As imagens semearam revolta na Venezuela e obrigaram o chef a retirar do Instagram vídeos, além de fotos nas quais posava com Maduro. Deputado da Assembleia Nacional Venezuelana e líder opositor acusado pelo Palácio de Miraflores de participação em um atentado contra o presidente, Julio Borges divulgou a gravação, em sua página no Twitter. “Enquanto os venezuelanos sofrem e morrem de fome, Nicolás Maduro e Cilia Flores desfrutam de um dos restaurantes mais caros do mundo, todo isso às custas do dinheiro roubado do povo venezuelano”, escreveu.
O partido Voluntad Popular, do também dirigente da oposição Leopoldo López (em prisão domiciliar), também externou sua indignação e exibiu um vídeo em que confronta as imagens de Maduro na Turquia e a situação de penúria na Venezuela. “Enquanto Maduro oferece a si mesmo banquetes e leva uma vida de luxo, comendo carne nos restaurantes mais caros do mundo, nós, venezuelanos, fazemos milagre para comer. Não há comida, não há medicamentos e #Madurosefartacomteudinheiro”, afirma a legenda no Twitter, ao replicar uma hashtag que viralizou.
Saudações
Na noite de segunda-feira, em pronunciamento no Palácio de Miraflores, Maduro confirmou que, ao retornar da visita oficial à China, fez uma “parada técnica” em Istambul. “Eu atendi a um convite para visitar o Centro Histórico de Istambul e almoçar com autoridades. (…) Nós compartilhamos de um restaurante famoso, o Nusret. Envio uma saudação ao Nusret. (…) Um homem muito simpático, ama a Venezuela.”

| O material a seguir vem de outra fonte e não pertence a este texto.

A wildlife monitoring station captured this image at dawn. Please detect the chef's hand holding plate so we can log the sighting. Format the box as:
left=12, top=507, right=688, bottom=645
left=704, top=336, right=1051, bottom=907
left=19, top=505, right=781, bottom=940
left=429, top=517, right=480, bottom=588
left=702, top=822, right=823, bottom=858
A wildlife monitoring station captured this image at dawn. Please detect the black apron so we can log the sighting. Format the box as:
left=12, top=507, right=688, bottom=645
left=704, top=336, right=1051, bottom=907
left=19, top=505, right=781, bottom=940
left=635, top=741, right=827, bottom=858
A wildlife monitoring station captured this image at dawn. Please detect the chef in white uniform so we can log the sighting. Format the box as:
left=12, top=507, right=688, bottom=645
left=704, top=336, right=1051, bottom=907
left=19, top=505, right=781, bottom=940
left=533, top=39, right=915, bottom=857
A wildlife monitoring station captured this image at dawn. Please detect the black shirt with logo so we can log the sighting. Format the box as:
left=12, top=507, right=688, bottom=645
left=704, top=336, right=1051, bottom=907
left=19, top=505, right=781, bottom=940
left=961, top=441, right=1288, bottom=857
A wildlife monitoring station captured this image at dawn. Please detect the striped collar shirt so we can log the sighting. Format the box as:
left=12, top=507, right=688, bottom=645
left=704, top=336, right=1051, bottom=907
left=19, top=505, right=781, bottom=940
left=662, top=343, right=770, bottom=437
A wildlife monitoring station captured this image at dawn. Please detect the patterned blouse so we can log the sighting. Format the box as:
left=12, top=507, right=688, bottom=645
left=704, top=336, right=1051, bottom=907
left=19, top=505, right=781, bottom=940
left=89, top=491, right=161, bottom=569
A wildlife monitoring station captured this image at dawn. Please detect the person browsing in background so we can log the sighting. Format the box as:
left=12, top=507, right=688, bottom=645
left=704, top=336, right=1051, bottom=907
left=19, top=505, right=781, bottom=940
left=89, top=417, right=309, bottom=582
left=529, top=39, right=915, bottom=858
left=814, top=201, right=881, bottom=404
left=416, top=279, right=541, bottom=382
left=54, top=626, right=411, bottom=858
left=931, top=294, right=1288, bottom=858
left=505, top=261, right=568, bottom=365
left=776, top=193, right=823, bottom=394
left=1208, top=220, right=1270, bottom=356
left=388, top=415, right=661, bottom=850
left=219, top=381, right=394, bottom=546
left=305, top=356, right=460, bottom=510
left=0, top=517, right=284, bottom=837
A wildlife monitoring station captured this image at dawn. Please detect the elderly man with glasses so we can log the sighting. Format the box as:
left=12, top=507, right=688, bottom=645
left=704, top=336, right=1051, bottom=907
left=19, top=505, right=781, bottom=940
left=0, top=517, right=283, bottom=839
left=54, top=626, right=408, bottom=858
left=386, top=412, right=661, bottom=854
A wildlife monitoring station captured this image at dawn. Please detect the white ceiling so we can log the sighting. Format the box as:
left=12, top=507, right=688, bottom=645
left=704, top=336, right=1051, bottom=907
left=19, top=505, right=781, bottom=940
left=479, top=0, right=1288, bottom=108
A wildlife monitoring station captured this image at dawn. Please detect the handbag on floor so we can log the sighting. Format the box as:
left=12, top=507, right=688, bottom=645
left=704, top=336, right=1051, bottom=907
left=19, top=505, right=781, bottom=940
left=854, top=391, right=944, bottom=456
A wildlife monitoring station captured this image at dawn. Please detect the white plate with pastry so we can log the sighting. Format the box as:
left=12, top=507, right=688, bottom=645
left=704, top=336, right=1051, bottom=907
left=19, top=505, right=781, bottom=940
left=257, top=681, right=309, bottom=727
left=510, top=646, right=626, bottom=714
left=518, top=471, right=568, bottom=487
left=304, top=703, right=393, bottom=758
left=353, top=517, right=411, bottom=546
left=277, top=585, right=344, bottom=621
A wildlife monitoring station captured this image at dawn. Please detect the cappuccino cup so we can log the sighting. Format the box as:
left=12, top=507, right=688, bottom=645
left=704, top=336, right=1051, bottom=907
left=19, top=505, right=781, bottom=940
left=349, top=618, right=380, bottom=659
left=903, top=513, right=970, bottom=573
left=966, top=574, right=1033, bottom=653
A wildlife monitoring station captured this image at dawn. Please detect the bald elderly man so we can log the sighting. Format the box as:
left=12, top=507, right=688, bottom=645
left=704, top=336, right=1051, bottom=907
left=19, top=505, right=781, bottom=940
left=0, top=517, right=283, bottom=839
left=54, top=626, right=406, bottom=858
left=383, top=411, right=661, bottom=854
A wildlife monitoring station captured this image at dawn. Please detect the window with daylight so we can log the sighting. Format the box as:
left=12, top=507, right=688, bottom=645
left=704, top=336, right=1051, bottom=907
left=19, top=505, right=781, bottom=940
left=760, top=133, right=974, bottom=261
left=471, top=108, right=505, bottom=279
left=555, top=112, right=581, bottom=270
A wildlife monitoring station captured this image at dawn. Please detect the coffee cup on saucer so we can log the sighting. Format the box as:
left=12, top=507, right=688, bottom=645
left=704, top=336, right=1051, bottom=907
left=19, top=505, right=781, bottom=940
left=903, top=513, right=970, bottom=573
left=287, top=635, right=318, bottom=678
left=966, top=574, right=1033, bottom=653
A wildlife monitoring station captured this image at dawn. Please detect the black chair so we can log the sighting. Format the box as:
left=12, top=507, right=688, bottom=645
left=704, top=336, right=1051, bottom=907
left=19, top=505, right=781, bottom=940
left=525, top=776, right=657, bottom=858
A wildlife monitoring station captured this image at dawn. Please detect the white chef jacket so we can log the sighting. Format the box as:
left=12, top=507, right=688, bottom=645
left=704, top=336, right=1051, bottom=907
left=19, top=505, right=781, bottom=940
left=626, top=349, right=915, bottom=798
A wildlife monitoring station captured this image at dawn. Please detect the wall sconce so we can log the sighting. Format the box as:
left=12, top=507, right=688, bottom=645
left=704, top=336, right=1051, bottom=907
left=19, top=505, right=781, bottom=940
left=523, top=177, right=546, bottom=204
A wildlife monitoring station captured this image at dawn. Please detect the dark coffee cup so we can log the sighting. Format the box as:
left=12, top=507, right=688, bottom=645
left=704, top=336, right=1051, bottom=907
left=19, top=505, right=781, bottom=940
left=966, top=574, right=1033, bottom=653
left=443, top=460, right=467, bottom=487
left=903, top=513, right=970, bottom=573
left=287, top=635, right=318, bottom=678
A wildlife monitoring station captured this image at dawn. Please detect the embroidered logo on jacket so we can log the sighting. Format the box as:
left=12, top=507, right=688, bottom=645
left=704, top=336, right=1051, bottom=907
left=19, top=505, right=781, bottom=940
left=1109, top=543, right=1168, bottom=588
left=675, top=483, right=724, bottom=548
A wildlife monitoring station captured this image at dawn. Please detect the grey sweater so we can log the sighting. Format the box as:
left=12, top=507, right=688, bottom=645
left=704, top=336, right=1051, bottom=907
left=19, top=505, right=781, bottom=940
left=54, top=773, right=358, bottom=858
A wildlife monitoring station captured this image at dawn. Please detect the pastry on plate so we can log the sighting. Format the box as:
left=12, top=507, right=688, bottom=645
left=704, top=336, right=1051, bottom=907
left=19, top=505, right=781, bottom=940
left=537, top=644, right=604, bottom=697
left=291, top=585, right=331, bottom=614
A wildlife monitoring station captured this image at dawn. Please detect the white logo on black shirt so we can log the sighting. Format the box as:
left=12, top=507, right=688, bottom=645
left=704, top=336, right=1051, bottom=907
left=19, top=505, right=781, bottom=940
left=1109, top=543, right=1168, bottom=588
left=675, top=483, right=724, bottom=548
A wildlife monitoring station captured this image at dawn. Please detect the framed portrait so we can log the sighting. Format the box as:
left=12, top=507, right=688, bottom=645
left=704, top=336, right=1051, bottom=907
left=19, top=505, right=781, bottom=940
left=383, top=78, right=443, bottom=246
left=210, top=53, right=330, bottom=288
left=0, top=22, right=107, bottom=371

Ele voltou a abordar a passagem pela Turquia, ontem, em rede nacional de televisão. “Logo retornarei a Istambul. Fiz um tour em um museu lá e me sentei na cadeira de um sultão. Agora, eles me chamam de sultão Maduro”, brincou. Ele revelou que avalia se comparecerá à Assembleia Geral da ONU, no fim do mês, por temer planos para matá-lo. Também denunciou que um general reformado da Força Armada venezuelana conspira dos EUA e da República Dominicana.
Por telefone, o médico Juan Guillermo Requesens Gruber, pai do deputado e preso político Juan Requesens, classificou de “escárnio total” o gesto de Maduro. “Aqui, não se consegue carne. Quando se pode obtê-la, é preciso arcar com preços elevadíssimos. Esses senhores se fartam em banquete com o dinheiro público, enquanto o povo passa penúria, sem acesso à alimentação adequada e sem medicamentos”, lamentou ao Correio. Ele contou que não vê o filho desde 7 de agosto, quando Juan foi detido. “Há 42 dias, não sabemos de Juan. Também não permitiram que advogados o visitassem. O regime é responsável pelo que ocorrer ao meu filho, que cumpre um regime dietético especial”, avisou.
Em Madri, onde se encontra exilado, o ex-prefeito de Caracas Antonio Ledezma disse à reportagem que o impacto das imagens de Maduro é “demolidor”. “O povo não tem comida, nem remédios. Enquanto isso, Maduro passeia em jatinhos, desfruta de banquetes e é protegido por dezenas de guarda-costas. As pessoas entendem que a desgraça enfrentada por elas é consequência das arbitrariedades do poder. Existe uma catástrofe que justifica a ativação do princípio de intervenção humanitária”, reclamou. “Maduro não repara na dor de uma mãe ao ver o filho minguar, sem um bocado de comida no estômago.”